D’un côté, les enthousiastes: les autorités burkinabè. Elles ont mis les petits plats dans les grands. Elles ont décrété deux jours (27 et 28 novembre 2017) de fermeture de tous les établissements scolaires (publics et privés) afin de réserver un accueil populaire à l’hôte hexagonal.

De l’autre côté, les mécontents: des jeunes burkinabè. Ils ont posé un acte militant. Ils ont débaptisé le boulevard Charles De Gaulle. Avec des écriteaux sur la chaussée, ils lui ont donné un autre nom: Thomas Sankara.

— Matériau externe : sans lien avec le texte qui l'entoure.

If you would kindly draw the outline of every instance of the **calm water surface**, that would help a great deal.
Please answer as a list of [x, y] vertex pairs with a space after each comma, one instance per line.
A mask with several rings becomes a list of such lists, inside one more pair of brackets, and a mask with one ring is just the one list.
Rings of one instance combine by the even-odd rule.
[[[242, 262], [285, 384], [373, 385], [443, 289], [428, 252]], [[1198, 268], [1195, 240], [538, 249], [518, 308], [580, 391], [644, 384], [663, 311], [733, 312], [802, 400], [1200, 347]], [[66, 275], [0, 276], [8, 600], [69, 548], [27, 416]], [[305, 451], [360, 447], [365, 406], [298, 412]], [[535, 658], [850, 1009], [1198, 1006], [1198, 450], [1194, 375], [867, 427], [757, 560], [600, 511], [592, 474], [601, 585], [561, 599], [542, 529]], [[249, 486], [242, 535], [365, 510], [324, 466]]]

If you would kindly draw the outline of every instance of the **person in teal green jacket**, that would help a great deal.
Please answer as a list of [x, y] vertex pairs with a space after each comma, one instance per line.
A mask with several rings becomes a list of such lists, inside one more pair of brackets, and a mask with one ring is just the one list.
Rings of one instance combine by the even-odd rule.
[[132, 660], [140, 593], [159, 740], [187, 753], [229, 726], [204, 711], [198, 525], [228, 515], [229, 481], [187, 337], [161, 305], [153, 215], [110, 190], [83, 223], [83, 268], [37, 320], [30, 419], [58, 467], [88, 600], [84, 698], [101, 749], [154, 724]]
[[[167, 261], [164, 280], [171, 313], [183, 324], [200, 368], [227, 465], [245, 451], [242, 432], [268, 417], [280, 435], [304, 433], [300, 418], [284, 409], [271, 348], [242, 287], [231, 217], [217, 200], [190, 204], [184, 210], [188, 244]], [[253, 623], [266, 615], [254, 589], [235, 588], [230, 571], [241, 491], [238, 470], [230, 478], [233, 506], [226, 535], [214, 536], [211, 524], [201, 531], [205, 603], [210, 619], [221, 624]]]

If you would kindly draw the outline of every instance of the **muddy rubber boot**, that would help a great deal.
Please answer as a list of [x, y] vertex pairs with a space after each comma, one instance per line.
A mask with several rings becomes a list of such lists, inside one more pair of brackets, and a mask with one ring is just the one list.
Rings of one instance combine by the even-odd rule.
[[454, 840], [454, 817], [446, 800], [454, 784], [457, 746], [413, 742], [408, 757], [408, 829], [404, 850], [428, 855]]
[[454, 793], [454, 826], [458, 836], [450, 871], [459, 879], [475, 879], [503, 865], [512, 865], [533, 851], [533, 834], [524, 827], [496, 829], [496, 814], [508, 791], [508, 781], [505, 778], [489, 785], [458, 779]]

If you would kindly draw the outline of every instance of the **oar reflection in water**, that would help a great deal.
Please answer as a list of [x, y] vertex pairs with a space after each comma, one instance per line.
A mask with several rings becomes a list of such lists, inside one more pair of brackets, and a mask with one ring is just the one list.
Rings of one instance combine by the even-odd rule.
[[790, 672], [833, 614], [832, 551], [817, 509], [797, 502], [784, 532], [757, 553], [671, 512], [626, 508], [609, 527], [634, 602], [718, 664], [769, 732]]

Des heurts contre le séjour de Macron ont opposé étudiants aux forces de l’ordre, des véhicules de la délégation française ont été caillassés pour dénoncer la politique néocoloniale de la France (photo). Et avant le discours du président français le 28 novembre devant les étudiants à l’Université Joseph Ki Zerbo, ceux-ci ont scandé des messages anti-impérialistes: «A bas l’impérialisme, à bas les présidents corrompus».

La portée idéologique de l’action politique et le message d’exaspération des jeunes burkinabè vont être banalisés dans des discours dithyrambiques, et assimilés à des actions d’illuminés. Macron, en roue libre face à des étudiants médiocres, a tenu un discours fleuve pour noyer le poisson. On va ignorer que, face à des dirigeants impuissants et incapables comme Roch Marc Christian Kaboré qui a quitté la salle, les jeunes africains ne veulent pas changer DE pays, mais se battent pour changer LE pays, LEUR pays qui refuse de changer.
«Je suis Noir et fier de l’être». Ce cri de révolte, depuis les États-Unis d’Amérique racistes jusqu’à l’Afrique du Sud de l’apartheid, a toujours exprimé, sous tous les cieux, la volonté de souveraineté et de dignité des Noirs, mais il tombe dans l’oreille de sourds des dirigeants africains.
Si elles ont le destin de nos pays entre leurs mains, les autorités africaines n’ont pas leur propre destin entre leurs mains. Ce sont des potiches, manipulées et instrumentalisées. Elles sont à la tête de républiques fantômes ou bananières qui demeurent des colonies sous perfusion, taillables et corvéables à merci. Leurs premières actions sont destinées à mendier la reconnaissance des Occidentaux et être dans leurs bonnes grâces.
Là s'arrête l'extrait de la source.